Nvidia Corp. (NVDA) delivered exactly what Wall Street wanted on Wednesday evening: a blowout quarter that beat expectations and reaffirmed its position at the center of the AI boom. And then the stock fell anyway.
It's the kind of thing that makes investors question everything, but analysts Dan Ives and Ross Gerber have very different takes on what's actually happening here.
The Numbers That Should Have Sparked a Rally
Let's start with what Nvidia actually reported. Third-quarter revenue hit $57.0 billion, a 62% jump from the same period last year and comfortably above the Wall Street consensus of $54.88 billion. By any reasonable standard, these are exceptional results.
Yet Nvidia closed down 3.15% on Thursday at $180.64. The disconnect between stellar earnings and a falling stock price is what set off the debate.

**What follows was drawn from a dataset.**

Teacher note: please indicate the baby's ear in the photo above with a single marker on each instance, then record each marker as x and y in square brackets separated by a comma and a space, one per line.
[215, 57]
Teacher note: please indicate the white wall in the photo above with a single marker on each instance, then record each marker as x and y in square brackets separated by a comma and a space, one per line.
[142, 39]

Ives: This Is What an AI Revolution Looks Like
Dan Ives wasn't having any of the negativity. Taking to X, he wrote that "Nvidia monster earnings were a major validation moment for the AI Revolution despite today's sell-off." In another post, he made his position even clearer: "This is not an AI Bubble and Nvidia's blowout quarter and bullish demand commentary around Blackwell/Rubin is what we focus on despite this sell-off."

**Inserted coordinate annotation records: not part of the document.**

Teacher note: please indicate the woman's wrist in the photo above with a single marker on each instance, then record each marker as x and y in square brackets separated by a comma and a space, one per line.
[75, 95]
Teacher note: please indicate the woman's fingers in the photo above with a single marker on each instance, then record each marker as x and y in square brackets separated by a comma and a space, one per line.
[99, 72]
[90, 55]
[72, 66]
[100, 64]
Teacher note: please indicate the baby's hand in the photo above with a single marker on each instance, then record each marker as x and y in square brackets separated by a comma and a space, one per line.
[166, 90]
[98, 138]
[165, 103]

Speaking on CNBC's Closing Bell, Ives described Nvidia's quarter as a "masterpiece" and said the results should eliminate any lingering concerns about an AI bubble. He pointed to continued strong demand for Nvidia's Blackwell and Rubin chips, noting that demand still outpaces supply by a double-digit margin.
Here's where his argument gets interesting: Ives believes we're only in the "top of the third" inning of the AI cycle. The adoption numbers back him up. According to Ives, only about 3% of companies in the U.S. have adopted AI technology. In Europe? Nearly zero. In Asia outside of China? Less than 1%.
Add in sovereign buyers and Middle Eastern governments that are just beginning to ramp up their AI investments, and you've got a picture of an industry that's barely started its growth trajectory. "Use cases are exploding," Ives said, pointing to companies like Palantir Technologies (PLTR) and Snowflake (SNOW) as examples of rapid enterprise adoption.
His conclusion? Stocks like Nvidia, Oracle Corp (ORCL), and Microsoft Corp (MSFT) remain long-term winners, and the current pullback is a buy-the-dip opportunity.
Gerber: The Problem Isn't Nvidia
Ross Gerber, co-founder of Gerber Kawasaki, sees things differently. It's not that he thinks Nvidia is weak. He just thinks the market has bigger problems.
Gerber posted on X that Thursday was "not a good day for stocks," arguing that a broader market correction is still playing out regardless of strong tech earnings. His focus is squarely on macroeconomic factors, particularly interest rates.
He expressed skepticism about the latest jobs report, saying he doesn't believe the economy is strong enough to justify the Federal Reserve holding rates steady. The September labor market data showed 119,000 new jobs added, which sounds decent until you notice that the unemployment rate ticked up to 4.4%, its highest level since 2021, and wage growth came in below expectations.
"The market clearly wants lower rates, the economy needs lower rates," Gerber wrote. He even predicted that President Donald Trump would renew public criticism of Fed Chair Jerome Powell over the rate situation.
In Gerber's view, Nvidia's stock decline has nothing to do with the company's fundamentals and everything to do with mounting macroeconomic pressure that's affecting the entire market.
The Volatility Nobody Can Ignore
The Kobeissi Letter highlighted just how wild the swings have been. Nvidia added and then erased $450 billion in market cap within 36 hours. That's a $900 billion swing in total, the kind of volatility that underscores the uncertainty hanging over AI stocks right now.
For context, Nvidia ranks in the 98th percentile for Growth and the 92nd percentile for Quality in stock rankings compared to industry peers, which makes the price action all the more notable.
So who's right? Maybe both of them. Ives is focused on the long-term AI story, which by all indications is still in its early chapters. Gerber is worried about the near-term macro environment, which could create headwinds regardless of how good individual companies look. The truth is probably that great fundamentals don't always protect you from broader market forces, at least not in the short term. But if you believe the AI revolution is real and we're only 3% of the way there, a 3% down day might look very different a few years from now.